Whether PAD therapies can delay or prevent the need for a future invasive revascularization procedure is of critical clinical importance. Tables 4, 5, 6, 7, and 8 show reported results on this outcome for the different combinations of therapies. Unfortunately, subsequent revascularization was reported in relatively few studies (11 trials) and in none of the studies evaluating ET only, despite the outcome’s importance. Based on limited evidence, the subsequent need for revascularization was increased in participants randomized to LER compared to nonintervention controls beyond 12 months of follow-up. When LER was compared to ET, the results for this endpoint were not different. However, when LER and ET were combined, as compared to ET alone, there was less need for subsequent LER with the combination, with strong evidence at 12 to 18 months and weaker evidence for follow-up longer than 18 months. It should be noted that these benefits at 12 to 18 months were reported in 2 higher-quality trials with a difference in events between groups of 15 patients in 1 study and 6 patients in a second study (Supplemental Table 44). When the same combination of LER plus ET was compared with LER alone, there was weak evidence from lower-quality trials that the combination also reduced the need for subsequent LER. However, given the relatively small number of events, no definitive conclusions can be made.
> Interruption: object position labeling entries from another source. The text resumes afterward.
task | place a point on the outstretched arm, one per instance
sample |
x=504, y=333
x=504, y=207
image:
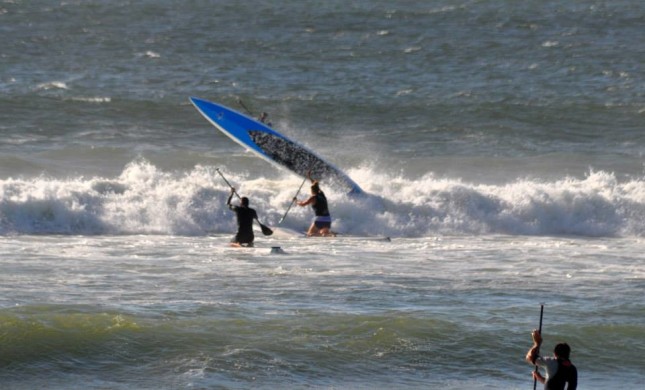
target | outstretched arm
x=312, y=199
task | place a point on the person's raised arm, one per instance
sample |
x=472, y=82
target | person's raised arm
x=228, y=201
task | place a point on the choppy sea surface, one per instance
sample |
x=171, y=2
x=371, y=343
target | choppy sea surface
x=502, y=145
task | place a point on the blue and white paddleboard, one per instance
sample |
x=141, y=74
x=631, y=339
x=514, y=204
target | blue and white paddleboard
x=273, y=146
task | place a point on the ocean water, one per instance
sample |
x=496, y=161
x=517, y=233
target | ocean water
x=502, y=145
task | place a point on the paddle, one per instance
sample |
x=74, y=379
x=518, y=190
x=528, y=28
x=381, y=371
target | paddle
x=538, y=349
x=265, y=229
x=292, y=201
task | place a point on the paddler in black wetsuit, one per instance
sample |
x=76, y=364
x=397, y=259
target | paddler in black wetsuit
x=561, y=374
x=245, y=216
x=321, y=225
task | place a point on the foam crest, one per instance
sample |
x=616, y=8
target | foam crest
x=146, y=200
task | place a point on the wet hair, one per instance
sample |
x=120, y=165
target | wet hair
x=562, y=350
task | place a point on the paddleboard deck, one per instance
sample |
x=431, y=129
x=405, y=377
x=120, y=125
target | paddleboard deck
x=272, y=146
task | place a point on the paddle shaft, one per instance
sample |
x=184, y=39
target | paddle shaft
x=265, y=229
x=538, y=349
x=227, y=183
x=293, y=201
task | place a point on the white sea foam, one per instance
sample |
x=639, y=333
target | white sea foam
x=146, y=200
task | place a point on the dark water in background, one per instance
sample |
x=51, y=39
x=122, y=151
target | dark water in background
x=489, y=131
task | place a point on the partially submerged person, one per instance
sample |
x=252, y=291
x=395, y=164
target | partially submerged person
x=245, y=216
x=559, y=369
x=321, y=225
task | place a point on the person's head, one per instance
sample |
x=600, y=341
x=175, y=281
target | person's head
x=562, y=350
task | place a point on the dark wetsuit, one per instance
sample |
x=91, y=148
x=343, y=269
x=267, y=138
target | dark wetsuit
x=321, y=210
x=245, y=217
x=560, y=372
x=567, y=373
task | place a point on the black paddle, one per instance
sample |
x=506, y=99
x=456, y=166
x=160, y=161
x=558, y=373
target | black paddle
x=292, y=201
x=537, y=351
x=265, y=229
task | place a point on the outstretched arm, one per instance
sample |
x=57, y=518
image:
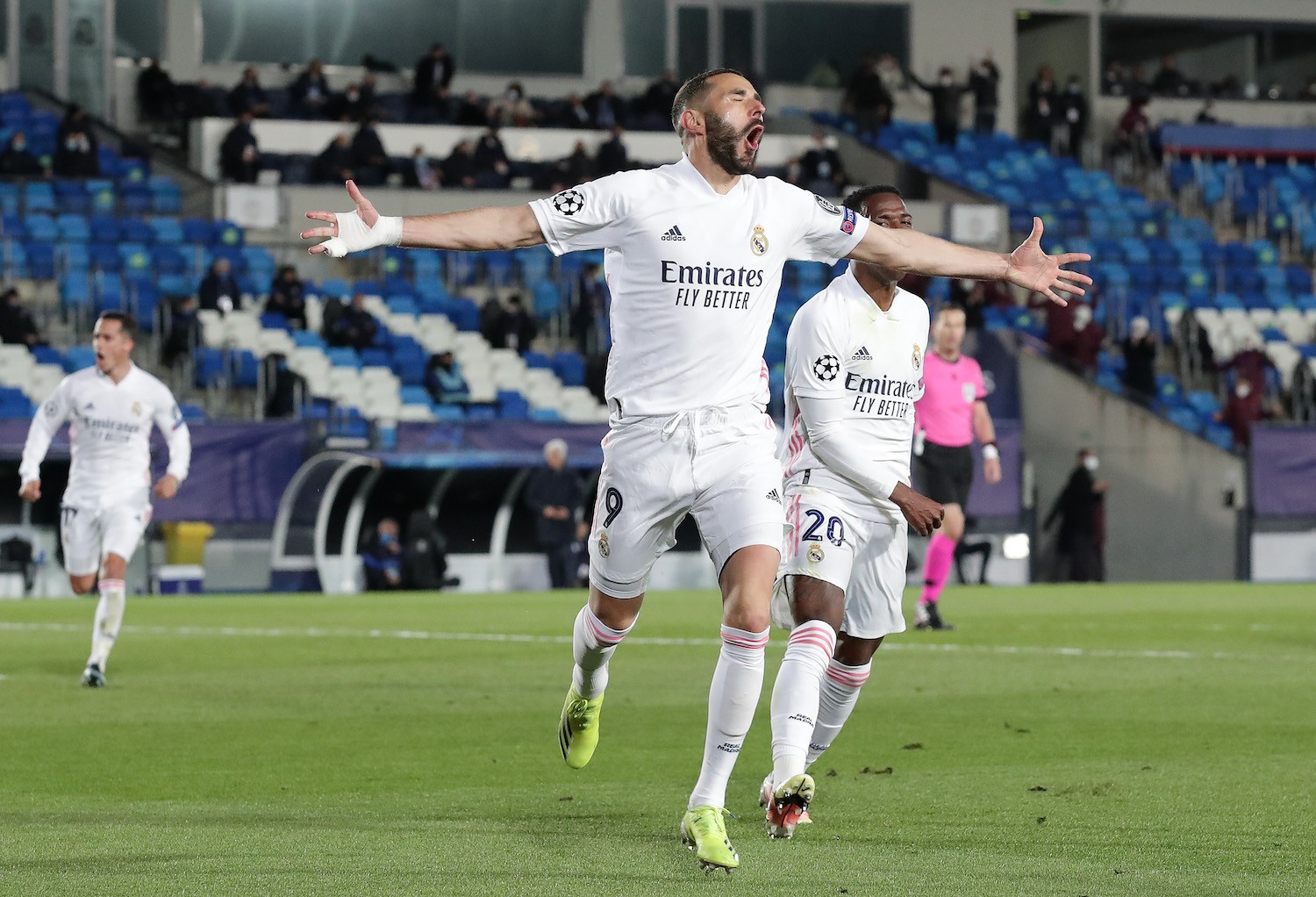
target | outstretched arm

The Central Illustration provides comparative data for the relative improvements in peak walking performance for the primary and different combinations of therapies. The colors of the bars indicate strength of evidence for the follow-up timeframe of 6 to 18 months.

Central Illustration

The Differences in the Net Percent Change in Peak Walking Performance

Peak walking performance was defined as the maximum walking distance or time, as measured by treadmill, 6-min walk, or shuttle walk tests.

Discussion

This structured review identified a large body of published reports examining treatment options to improve the exercise limitation and quality of life of patients with symptomatic PAD. Most data were based on follow-up timepoints between 6 and 18 months. Within this range, commonly used individual treatments, including aerobic ET and LER, provided significant improvement in peak walking performance and quality of life over nonintervention control groups. Over this same timeframe, ET improved peak walking performance more than LER when compared directly in randomized trials over a follow-up period of 6 to 18 months, with much less evidence for a sustained benefit at longer than 18 months. The combination of LER and ET was superior to ET alone. Although the same combination may also improve outcomes compared to LER alone, only 1 higher-quality study evaluated this comparison.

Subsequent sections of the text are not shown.